Investors can expect that until the investments in these “Other Bets” opportunities, and it’s server and data center build-out are concluded, GAAP earnings will reflect these costs, while adjusted earnings will not, to an extent. If the capital expenditure and R&D cycle ever stops, investors should expect larger earnings jumps as income to free cashflow conversion rates improve.
Conclusion
I have reviewed Google’s various businesses, and shown that they do lead in certain ways, and that each maintains a strong or leading position in its own industry. Further, each segment has a growing Tangible Addressable Market, and all businesses are high margin. Notable opportunities include YouTube ads and subscriptions, Google Gemini, Voice Search, and even potentially charging for Android.

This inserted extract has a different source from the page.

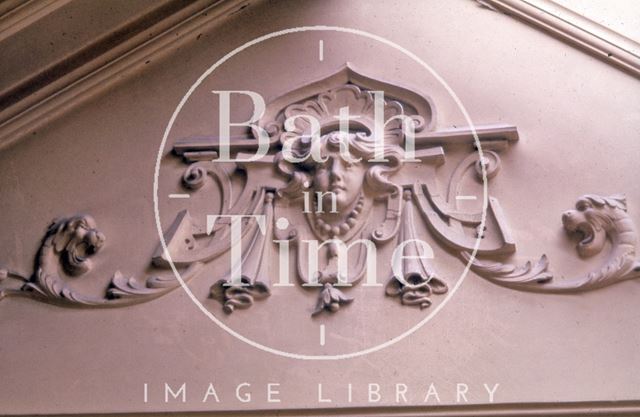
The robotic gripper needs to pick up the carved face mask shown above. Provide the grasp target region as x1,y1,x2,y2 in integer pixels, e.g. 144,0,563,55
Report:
313,151,367,213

Through the lens of my Five Factor Model, Google comes a little shy on revenue growth and gross margin, but it excels in importance, management, and especially, forward earnings yield.
Google offers undeniable quality, and opportunity, for shareholders prioritizing those items, and further, such quality and opportunity comes at an incredible 10.4% forward R&D + EBIT yield (a 10x earnings ratio), using my specific forward metrics. As such, I am assigning a Strong Buy to Google.
Analyst’s Disclosure: I/we have a beneficial long position in the shares of GOOGL, META, NVDA either through stock ownership, options, or other derivatives. I wrote this article myself, and it expresses my own opinions. I am not receiving compensation for it (other than from Seeking Alpha). I have no business relationship with any company whose stock is mentioned in this article.